Prep 10 mins
Cook 25 mins
Fillet seared in cast iron served with a smooth peppery sauce and the crispest of steak fries
- 2 (6 -8 ounce) filet of beef
- 1 teaspoon fresh fresh coarse ground black pepper
- 1⁄2 teaspoon sea salt
- 1 tablespoon butter
- 1 tablespoon olive oil
- 2 tablespoons cognac
- 6 tablespoons heavy whipping cream
- 1⁄4 cup beef broth
- 2 large russet potatoes, peeled and sliced lengthwise into med. fries
- vegetable oil
- sea salt
- fresh ground black pepper
- Remove steaks from refrigerator. Sprinkle with sea salt and press 1/4 teaspoons of pepper into each side of steaks. Set aside.
- Pat potatoes until very dry with paper towels. Pour vegetable oil in large pot to a level of 1 1/2", (or heat oil as directed in deep fryer). Heat oil to temperature of 270 degrees. Cook potatoes in small batches until tender, 2-3 minutes. Do not allow to brown. Drain potatoes on paper towels and cool completely at room temperature (can make up to 3 hours in advance).
- Melt butter and olive oil in large, seasoned cast iron skillet over med-high heat. Sear steaks in skillet until browned and crusty, 6-7 minutes a side for medium rare. Transfer steak to warmed platter.
- Reheat oil in pot to 375 degrees. Ad potatoes and fry until brown and crispy, about 5 minutes. Drain on paper towels and immediately sprinkle with sea salt and pepper.

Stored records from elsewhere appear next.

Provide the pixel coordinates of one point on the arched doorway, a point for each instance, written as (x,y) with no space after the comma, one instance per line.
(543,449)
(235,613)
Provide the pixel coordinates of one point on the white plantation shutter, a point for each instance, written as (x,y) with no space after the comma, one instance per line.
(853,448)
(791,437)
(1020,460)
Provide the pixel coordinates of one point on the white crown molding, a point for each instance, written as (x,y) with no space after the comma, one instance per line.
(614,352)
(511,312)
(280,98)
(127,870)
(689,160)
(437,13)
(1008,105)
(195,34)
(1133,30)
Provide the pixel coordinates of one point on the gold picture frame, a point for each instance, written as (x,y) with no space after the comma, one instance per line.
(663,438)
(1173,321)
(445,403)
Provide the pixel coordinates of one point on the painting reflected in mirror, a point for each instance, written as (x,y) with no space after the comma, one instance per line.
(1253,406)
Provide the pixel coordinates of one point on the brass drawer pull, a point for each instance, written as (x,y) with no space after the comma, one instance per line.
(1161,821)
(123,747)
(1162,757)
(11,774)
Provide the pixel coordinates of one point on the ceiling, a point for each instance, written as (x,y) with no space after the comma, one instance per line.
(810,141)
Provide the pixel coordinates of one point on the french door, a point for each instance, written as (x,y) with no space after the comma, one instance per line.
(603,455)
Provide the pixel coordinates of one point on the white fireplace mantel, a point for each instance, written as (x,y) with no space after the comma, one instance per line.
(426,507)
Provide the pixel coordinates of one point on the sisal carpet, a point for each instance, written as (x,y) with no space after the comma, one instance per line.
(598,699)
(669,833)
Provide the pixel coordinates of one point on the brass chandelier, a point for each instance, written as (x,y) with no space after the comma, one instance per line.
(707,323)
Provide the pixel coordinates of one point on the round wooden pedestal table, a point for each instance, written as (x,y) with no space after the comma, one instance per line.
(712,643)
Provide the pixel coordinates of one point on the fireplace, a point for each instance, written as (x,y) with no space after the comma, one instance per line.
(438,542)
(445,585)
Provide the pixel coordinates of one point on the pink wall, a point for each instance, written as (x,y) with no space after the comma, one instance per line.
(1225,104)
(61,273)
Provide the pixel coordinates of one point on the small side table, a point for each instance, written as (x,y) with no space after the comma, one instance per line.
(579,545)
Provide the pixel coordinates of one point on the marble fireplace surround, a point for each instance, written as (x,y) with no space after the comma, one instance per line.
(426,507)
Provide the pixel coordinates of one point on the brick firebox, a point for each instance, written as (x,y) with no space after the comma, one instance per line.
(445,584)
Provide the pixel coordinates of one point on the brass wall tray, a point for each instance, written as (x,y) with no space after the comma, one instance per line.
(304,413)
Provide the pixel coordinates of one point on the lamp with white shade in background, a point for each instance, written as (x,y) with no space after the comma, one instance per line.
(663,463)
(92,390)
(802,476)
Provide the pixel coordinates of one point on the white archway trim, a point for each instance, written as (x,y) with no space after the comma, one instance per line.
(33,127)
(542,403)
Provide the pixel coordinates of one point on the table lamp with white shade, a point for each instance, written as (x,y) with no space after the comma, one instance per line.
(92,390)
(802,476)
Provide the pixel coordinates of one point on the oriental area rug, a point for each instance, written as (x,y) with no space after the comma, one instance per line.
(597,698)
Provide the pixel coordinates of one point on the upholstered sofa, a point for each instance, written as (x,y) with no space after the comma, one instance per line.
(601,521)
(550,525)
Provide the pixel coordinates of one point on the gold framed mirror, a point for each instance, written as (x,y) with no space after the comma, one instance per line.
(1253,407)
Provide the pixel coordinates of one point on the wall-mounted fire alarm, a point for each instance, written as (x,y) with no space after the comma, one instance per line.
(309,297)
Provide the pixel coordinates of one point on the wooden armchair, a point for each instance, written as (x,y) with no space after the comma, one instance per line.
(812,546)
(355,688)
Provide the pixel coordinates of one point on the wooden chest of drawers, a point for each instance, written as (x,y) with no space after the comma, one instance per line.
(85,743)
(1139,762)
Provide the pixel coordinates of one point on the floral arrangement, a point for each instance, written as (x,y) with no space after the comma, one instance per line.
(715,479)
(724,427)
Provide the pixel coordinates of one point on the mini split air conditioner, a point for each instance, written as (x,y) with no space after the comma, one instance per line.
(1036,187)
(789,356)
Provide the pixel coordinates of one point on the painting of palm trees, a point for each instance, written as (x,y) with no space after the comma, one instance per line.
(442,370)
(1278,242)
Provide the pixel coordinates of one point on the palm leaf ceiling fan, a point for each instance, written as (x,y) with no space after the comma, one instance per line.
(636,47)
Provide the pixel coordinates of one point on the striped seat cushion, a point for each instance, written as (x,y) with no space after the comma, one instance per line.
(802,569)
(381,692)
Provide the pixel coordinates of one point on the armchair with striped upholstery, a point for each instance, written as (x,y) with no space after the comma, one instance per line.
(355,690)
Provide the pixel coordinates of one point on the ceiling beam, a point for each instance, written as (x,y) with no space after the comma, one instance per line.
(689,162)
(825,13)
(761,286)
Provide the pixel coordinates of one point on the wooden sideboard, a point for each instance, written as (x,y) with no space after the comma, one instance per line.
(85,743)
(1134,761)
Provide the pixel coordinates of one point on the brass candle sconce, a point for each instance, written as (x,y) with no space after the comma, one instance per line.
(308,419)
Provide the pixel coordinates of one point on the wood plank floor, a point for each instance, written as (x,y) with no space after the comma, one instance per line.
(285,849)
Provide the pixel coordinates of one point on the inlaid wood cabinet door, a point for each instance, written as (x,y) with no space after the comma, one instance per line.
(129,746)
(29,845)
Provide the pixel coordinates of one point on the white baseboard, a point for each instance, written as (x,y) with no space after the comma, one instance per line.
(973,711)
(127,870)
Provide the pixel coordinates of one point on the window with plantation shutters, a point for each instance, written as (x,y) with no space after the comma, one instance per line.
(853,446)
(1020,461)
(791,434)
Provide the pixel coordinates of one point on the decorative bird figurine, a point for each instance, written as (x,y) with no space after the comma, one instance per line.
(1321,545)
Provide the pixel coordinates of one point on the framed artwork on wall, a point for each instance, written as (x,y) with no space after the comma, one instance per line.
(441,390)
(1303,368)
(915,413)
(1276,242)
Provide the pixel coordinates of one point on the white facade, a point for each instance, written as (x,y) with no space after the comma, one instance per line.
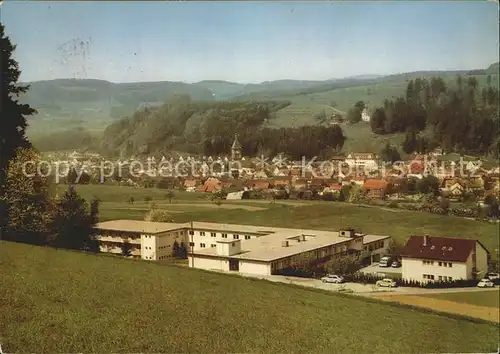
(365,117)
(363,161)
(432,270)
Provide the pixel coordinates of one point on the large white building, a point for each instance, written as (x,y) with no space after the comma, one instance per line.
(229,247)
(430,258)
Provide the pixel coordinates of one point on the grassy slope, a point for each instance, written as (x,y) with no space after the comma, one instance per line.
(486,298)
(61,301)
(313,215)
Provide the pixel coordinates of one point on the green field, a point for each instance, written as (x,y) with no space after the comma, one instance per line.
(62,301)
(320,215)
(479,298)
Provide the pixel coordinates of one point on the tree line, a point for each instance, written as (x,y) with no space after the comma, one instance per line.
(458,118)
(209,128)
(28,211)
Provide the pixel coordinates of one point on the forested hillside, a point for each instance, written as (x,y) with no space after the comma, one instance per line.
(209,128)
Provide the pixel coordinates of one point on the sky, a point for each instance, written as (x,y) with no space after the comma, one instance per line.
(247,42)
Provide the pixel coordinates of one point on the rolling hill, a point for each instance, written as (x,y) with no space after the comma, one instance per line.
(63,301)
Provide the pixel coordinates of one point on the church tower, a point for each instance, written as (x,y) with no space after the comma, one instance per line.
(236,149)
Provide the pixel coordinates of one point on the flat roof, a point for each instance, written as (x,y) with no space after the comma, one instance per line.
(147,227)
(227,241)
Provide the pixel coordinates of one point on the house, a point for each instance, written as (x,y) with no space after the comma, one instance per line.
(363,160)
(299,183)
(211,185)
(456,190)
(431,258)
(333,188)
(191,183)
(375,188)
(148,240)
(365,117)
(238,195)
(262,174)
(276,249)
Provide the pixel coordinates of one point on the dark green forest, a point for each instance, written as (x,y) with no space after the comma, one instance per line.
(458,118)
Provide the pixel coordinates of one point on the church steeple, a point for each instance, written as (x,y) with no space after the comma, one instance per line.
(236,148)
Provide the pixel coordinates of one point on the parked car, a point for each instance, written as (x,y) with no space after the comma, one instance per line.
(485,283)
(385,262)
(331,278)
(386,283)
(396,264)
(492,276)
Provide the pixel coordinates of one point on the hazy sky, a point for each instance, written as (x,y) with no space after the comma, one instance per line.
(247,42)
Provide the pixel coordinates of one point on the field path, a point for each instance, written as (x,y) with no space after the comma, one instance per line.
(485,313)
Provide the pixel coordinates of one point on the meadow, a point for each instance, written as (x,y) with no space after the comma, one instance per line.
(63,301)
(322,215)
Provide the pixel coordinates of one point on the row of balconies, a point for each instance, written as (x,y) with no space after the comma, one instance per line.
(136,241)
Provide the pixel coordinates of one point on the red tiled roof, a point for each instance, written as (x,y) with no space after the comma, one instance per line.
(439,248)
(375,184)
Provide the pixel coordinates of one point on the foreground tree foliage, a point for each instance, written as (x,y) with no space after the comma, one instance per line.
(26,198)
(27,212)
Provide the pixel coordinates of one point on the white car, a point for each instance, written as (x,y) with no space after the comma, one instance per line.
(492,276)
(331,278)
(485,283)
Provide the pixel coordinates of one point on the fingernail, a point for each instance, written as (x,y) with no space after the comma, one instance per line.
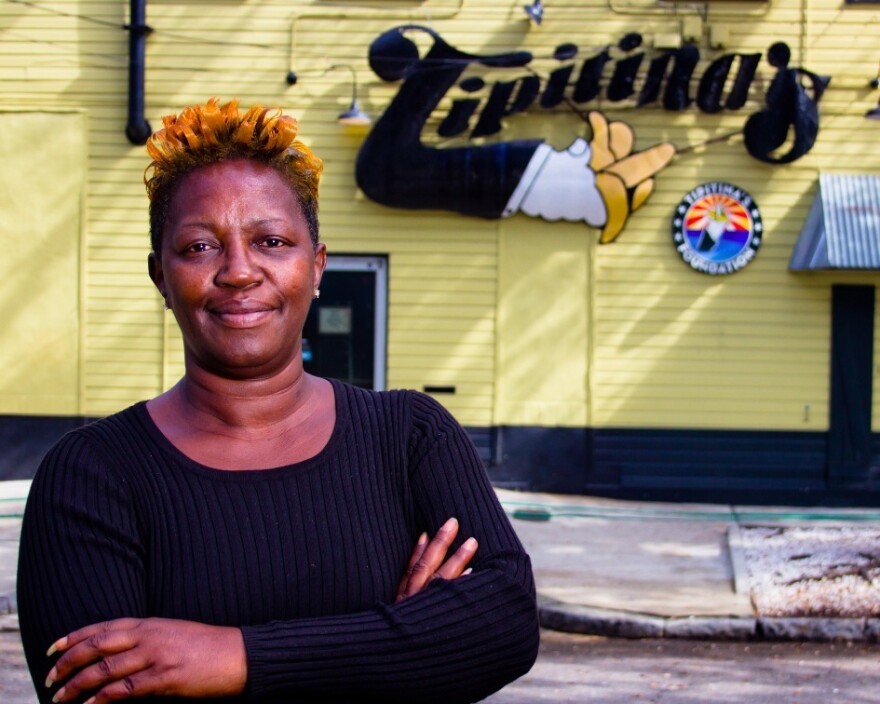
(55,646)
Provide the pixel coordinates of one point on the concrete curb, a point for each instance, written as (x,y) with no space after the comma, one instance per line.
(590,620)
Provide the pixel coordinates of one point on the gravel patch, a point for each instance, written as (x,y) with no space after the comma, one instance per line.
(813,571)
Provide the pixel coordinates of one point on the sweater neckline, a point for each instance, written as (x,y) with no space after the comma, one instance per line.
(181,458)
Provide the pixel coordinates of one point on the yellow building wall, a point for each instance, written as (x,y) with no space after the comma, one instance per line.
(623,334)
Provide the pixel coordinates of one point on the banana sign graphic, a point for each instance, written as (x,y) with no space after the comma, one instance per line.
(600,182)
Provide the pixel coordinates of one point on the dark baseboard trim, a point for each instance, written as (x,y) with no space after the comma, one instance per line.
(714,466)
(25,439)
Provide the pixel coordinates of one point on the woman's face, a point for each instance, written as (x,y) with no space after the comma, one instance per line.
(238,268)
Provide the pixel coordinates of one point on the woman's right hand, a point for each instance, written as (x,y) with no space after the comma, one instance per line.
(428,560)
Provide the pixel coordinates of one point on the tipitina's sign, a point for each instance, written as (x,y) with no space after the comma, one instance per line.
(717,228)
(600,182)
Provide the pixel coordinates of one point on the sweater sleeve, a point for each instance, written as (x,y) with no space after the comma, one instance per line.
(455,641)
(80,557)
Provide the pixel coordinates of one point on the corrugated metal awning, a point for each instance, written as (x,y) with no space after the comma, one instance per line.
(843,228)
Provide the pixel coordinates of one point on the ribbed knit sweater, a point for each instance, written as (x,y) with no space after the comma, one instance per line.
(305,558)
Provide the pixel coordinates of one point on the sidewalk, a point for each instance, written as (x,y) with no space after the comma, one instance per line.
(613,568)
(648,570)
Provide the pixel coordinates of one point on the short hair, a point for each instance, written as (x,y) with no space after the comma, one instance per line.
(210,133)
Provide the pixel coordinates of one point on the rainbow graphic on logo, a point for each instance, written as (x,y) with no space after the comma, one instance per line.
(717,228)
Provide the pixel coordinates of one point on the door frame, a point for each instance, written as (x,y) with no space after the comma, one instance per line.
(379,265)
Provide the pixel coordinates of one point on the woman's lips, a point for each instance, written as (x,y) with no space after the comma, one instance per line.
(242,315)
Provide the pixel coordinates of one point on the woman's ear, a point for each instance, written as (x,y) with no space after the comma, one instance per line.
(320,263)
(157,276)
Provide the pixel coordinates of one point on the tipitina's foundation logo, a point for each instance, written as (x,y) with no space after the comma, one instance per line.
(717,228)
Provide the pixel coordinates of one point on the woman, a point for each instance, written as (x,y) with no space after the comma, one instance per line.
(256,534)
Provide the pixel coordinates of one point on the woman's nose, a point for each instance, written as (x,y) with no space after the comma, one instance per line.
(238,268)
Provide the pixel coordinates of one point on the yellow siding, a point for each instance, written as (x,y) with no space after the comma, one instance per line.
(647,341)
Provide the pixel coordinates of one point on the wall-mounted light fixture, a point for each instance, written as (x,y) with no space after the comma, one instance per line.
(354,115)
(874,113)
(535,11)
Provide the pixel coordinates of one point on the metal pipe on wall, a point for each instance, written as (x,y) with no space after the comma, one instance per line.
(137,129)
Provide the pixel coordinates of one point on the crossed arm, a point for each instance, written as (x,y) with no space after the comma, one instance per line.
(131,657)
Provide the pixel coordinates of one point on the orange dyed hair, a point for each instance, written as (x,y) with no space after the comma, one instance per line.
(206,134)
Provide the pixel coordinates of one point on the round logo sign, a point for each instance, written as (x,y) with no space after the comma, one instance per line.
(717,228)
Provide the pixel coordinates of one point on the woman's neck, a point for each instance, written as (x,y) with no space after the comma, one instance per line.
(240,424)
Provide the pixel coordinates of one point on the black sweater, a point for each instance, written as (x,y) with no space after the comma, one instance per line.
(304,558)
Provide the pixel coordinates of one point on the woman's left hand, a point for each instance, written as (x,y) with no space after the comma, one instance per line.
(128,658)
(429,560)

- Reheat cast iron skiller to med-high heat. Add Cognac to skillet and cook until liquid evaporates. Add cream and beef broth, boiling until sauce is reduced to about 1/3 cup, scraping to loosen browned bits in skillet. Season to taste.
- Spoon sauce on individual warmed plates, Top each with fillet. Serve fries along side fillets.